March 12, 2009
Digest: A judge may visit his/her third degree relative in jail and/or discuss that relative’s case with the relative’s Public Defender, as long as the judge does not have any ex parte contact with the judge presiding in the matter and does not invoke his/her judicial office or otherwise lend the prestige of his/her judicial office for his/her relative’s benefit.
Rules: 22 NYCRR 100.2; 100.2(A); 100.2(C); 100.3(B)(6); Opinions 06-101; 07-205; 07-178.
A part-time judge’s third degree relative has been charged with a felony in a neighboring municipality located in the same county where the judge presides. The judge asks whether it is permissible to visit his/her relative at the county jail and facilitate the relative’s communications with his/her assistant public defender.
A judge must avoid impropriety and the appearance of impropriety in all the judge’s activities (see 22 NYCRR 100.2), and must act at all times in a manner that promotes public confidence in the integrity and impartiality of the judiciary (see 22 NYCRR 100.2[A]).
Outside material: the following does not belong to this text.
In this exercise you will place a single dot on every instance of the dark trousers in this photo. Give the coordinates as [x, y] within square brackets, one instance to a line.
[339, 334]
Therefore, a judge must not lend the prestige of judicial office to advance the private interests of another (see 22 NYCRR 100.2[C]).
The Committee has advised previously that a judge may attend and observe court proceedings involving the judge’s 21-year old child (see Opinion 07-205 ); act as a minor child’s parental representative when answering a summons before an administrative agency (see Opinion 06-101); and accompany the judge’s minor child to Family Court when the child testifies as the complainant in a juvenile delinquency case (see Opinion 07-178).
Although the judge in the instant inquiry is not the criminal defendant’s parent, the Committee sees no impropriety in the judge visiting his/her incarcerated third degree relative or discussing the case with the relative’s assistant public defender, as long as the judge does not have any ex parte contact with the judge presiding in the matter (see 22 NYCRR 100.3[B]; Opinion 07-178). Nor may the judge invoke his/her judicial office or otherwise lend the prestige of his/her judicial office for his/her relative’s benefit ( 22 NYCRR 100.2 [C]; Opinion 07-178).